Personal information
- Date of birth: 16 July 1939 (age 87)
- Place of birth: Piombino, Italy
- Height: 1.83 m (6 ft 0 in)
- Position: Goalkeeper

Youth career
- 1954–1957: Torino

Senior career*
- Years: Team / Apps / (Gls)
- 1957–1969: Torino / 275 / (0)
- 1957–1958: → Vigevano (loan) / 31 / (0)
- 1969–1976: Inter Milan / 140 / (0)
- 1976–1980: Pistoiese / 63 / (0)
- Total:  / 499 / (0)

International career
- 1963–1968: Italy / 4 / (0)

Managerial career
- 1980–1981: Pistoiese
- 1981–1982: Siracusa
- 1982–1983: Massese
- 1983–1986: Juve Stabia
- 1986–1987: Massese
- 1987–1988: Carrarese
- 1988–1989: Juve Stabia
- 1994–1995: Torino
- 1995–1996: Torino
- 1996–1997: Torino

Medal record
Men's football
Representing Italy (as player)
UEFA European Championship
| Winner | 1968 Italy |  |
FIFA World Cup
| Runner-up | 1970 Mexico |  |

= Lido Vieri =

Italian footballer and manager

Lido Vieri (/it/; born 16 July 1939) is an Italian former football player and manager who played as a goalkeeper.

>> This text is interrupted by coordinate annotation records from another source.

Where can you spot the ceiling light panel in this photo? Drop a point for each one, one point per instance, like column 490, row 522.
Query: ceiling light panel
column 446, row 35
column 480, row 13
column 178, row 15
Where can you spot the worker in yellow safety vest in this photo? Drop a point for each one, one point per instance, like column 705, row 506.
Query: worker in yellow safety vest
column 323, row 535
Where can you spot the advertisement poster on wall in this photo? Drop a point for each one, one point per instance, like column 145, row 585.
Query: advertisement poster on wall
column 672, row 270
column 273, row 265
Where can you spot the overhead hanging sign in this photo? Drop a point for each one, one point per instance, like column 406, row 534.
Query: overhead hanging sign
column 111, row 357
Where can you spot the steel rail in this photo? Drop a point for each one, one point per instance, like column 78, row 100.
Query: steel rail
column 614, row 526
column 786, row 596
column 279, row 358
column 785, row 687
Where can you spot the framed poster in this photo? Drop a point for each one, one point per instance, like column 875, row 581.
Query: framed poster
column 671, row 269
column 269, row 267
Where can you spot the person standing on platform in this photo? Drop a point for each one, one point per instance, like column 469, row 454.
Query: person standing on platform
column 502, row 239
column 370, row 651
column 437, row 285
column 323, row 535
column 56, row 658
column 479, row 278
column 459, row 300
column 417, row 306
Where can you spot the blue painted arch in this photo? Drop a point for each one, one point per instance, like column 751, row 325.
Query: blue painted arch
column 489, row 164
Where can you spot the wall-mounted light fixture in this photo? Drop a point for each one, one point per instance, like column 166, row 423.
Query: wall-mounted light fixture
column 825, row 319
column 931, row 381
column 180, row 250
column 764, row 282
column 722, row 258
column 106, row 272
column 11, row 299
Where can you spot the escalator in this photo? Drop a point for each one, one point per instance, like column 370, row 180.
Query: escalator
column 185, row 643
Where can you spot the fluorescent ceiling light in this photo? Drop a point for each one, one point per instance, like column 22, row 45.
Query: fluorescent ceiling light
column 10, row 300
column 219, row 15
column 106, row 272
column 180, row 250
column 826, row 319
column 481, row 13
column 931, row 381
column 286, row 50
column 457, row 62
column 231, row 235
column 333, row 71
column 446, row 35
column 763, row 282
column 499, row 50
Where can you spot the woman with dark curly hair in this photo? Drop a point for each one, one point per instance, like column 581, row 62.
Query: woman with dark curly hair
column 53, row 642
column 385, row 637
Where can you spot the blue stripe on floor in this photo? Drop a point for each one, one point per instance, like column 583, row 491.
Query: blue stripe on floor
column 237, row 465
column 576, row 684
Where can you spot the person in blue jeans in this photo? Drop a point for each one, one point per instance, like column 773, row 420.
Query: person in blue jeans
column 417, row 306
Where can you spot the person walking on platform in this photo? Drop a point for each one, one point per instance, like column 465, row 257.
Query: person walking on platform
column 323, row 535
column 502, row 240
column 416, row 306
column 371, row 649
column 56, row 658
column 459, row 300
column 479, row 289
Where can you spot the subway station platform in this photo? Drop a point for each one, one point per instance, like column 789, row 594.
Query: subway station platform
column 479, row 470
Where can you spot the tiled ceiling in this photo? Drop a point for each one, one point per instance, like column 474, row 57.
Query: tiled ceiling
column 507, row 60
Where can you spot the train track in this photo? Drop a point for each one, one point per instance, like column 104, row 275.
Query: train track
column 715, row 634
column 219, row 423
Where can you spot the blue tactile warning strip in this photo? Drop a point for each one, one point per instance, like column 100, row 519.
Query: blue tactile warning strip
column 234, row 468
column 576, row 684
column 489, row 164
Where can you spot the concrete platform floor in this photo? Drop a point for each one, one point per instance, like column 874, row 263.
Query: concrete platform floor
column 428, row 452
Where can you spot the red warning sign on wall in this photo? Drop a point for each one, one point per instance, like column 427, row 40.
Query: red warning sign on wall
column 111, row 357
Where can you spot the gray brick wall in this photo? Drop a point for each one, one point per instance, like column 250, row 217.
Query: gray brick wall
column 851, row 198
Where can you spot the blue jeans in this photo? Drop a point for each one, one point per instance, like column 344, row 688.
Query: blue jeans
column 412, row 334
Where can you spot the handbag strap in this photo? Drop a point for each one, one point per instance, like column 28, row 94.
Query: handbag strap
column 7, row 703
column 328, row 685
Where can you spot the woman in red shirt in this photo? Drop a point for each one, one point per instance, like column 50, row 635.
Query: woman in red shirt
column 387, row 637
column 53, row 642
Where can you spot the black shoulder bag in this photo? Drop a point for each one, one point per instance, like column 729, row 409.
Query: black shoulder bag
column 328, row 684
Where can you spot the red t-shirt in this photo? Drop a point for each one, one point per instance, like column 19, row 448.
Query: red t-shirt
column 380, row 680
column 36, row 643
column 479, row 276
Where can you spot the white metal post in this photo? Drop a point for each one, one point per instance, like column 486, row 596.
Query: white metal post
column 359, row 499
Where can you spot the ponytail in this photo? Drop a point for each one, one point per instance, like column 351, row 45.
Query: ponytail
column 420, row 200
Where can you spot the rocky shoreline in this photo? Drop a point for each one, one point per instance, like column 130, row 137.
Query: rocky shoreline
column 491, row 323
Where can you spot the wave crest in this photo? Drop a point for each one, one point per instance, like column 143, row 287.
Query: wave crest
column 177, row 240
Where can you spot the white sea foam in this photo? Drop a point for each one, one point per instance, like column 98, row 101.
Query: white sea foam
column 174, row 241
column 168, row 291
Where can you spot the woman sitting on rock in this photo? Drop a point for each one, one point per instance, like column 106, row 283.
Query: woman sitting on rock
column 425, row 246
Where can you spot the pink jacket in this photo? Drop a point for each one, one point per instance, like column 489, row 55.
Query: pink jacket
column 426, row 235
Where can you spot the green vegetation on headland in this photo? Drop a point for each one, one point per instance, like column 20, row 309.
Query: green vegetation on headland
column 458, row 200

He won the 1968 European Championship and was a runner-up at the 1970 FIFA World Cup with the Italy national team.

== Club career ==
During his club career, he played for Torino, Inter and Pistoiese. Vieri won the Coppa Italia with Torino during the 1967–68 season, and the 1970–71 Serie A with Inter.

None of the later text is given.